Dr. Bagby did a whirlwind overview of the concepts of copyright, P2P, and intellectual property … here is my reaction to what I heard, with some links to some extras. I really enjoyed it and want you to realize that this is complex stuff and that it is so tied to the future of innovation — as much as anything else we’ve talked about.
The most interesting in my mind of the myths Dr. Bagby spoke of was … “Things posted on the Internet are free and free to use” … Where did that myth come from? Interesting topic … Dr. Bagby claims that the net-newbies felt as though the “net should not be regulated.” He went on the say that this is just not true and that the courts will ultimately decide. Because of this attitude, things have moved so far to the other side and that the copyright office and the court insists on DRM … throwing out the baby with the bathwater, as he was saying. I’d be really interested to know what you guys think about the “free” nature of the Internet … are things posted on the web open as fair game? You all “borrow” images to use in your iMovies … is that cool, legal, or should it be regulated? Clearly, Dr. Bagby even highlighted the fact that ALL photos are protected … so think twice. The other two myths are interesting, but the first was one is the one that I think we could spend time thinking about and discussing. The other two are that only materials “marked” with the © symbol and are registered with the Copyright office are protected … the other is that P2P traders will NOT get caught — both myths! BTW, anything produced and published, posted, or simply created are protected under copyright — there are alternate copyright formats emerging.
Software is protected as a Literary work — I did not know that. Sonny Bono — I had no idea he had anything to do with any of this … 100 years! That’s just silly. He looked at Fair Use Factors … you really ought to know this stuff! ANGEL is there to protect us … very interesting … it’s a shell to authenticate users so we can keep people from seeing what’s really in there. Parody and criticism is allowable — I did not know that either. Last thing … Dr. Bagby sent me this via email to post for you all as well … ENTERTAINMENT INDUSTRY SEEKS GROKSTER SUPREME CT. REVIEW — Major movie studios and record labels have asked the U.S. Supreme Court to grant cert to hear an appeal of the Grokster decision. In August, the 9th U.S. Circuit Court of Appeals upheld an April 2003 U.S. District Court decision that certain services should not be held liable for the alleged infringements of their users. Read about it (1 & 2) and view the petition.

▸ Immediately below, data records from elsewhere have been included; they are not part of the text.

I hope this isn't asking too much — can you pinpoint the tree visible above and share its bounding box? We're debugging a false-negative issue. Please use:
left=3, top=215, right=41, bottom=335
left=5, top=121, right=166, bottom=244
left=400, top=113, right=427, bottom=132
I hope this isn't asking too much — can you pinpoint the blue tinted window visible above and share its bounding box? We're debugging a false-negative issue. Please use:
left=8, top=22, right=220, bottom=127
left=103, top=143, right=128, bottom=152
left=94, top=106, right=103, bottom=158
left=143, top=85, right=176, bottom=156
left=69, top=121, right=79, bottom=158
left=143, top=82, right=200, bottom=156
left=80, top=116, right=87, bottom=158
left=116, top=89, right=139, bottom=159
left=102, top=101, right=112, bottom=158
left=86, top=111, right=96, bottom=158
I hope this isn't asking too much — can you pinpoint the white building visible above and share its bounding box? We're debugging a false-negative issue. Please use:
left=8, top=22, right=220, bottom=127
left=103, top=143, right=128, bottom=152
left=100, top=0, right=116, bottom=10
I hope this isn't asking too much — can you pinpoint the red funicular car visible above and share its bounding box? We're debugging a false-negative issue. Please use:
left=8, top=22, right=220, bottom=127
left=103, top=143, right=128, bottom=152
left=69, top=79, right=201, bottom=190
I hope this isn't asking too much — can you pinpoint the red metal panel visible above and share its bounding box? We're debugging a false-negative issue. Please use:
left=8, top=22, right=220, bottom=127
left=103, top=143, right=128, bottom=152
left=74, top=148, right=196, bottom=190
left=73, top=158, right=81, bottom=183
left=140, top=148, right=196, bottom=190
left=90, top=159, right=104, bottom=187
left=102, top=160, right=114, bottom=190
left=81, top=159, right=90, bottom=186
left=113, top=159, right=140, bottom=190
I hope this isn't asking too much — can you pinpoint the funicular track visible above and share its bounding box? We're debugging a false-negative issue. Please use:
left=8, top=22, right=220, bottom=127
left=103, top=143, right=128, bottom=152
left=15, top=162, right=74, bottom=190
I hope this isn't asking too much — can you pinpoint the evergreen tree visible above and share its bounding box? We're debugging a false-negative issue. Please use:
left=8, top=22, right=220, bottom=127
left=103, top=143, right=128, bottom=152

He went on to talk about the RIAA and some of their litigation … did you know that RIAA chief council was none other that a PSU grad named, Barry K. Robinson. This little read pulls it together for you — BTW, I posted this one before. Anyway, he went on to describe the Audio Home Recording Act of 1992 as a response to the fact that all of a sudden, people could really make great home recordings — the DAT (digital audio tape) allowed people to make these things … but, the compromise was a form of copy protection scheme — BTW, Sony still uses some of those types of protections in their Mini Disc players. Fast forward to 1999 to the case of RIAA v Diamond … a digital audio recording device does not have to use this type of copy protection — or limitations. Cool stuff … it means PCs aren’t really covered by the law!
Two years later … Napster shows up. That’s when the shit starts to hit the fan … A&M Records v Napster … this is what established limits on fair use … take a look at what this really means … boil it down, and you have to not be creating competition for the original creator. What does it all mean … client server architecture for sharing is done. Dr. Bagby says that this is what forced innovation — they thought they would stop this, but it created a new way to move stuff, peer to peer (P2P) … man, how do you stop that? I just read something in Business Week that claims copyright is actually stifling innovation … read, decide, and post!
This stuff is very complex and is not going to get any easier. As you begin to pull your solutions together, use the resources Dr. Bagby has assembled for you and make sure you are paying attention to the details … the details will be the difference in the good solutions and the bad ones. The depth of your research will serve you well across the board in all your courses — and when you get into the real world. Thanks for paying attention and listening. If this stuff interests you, take a couple courses with Dr. Bagby … hell send him a note and let him know you like it.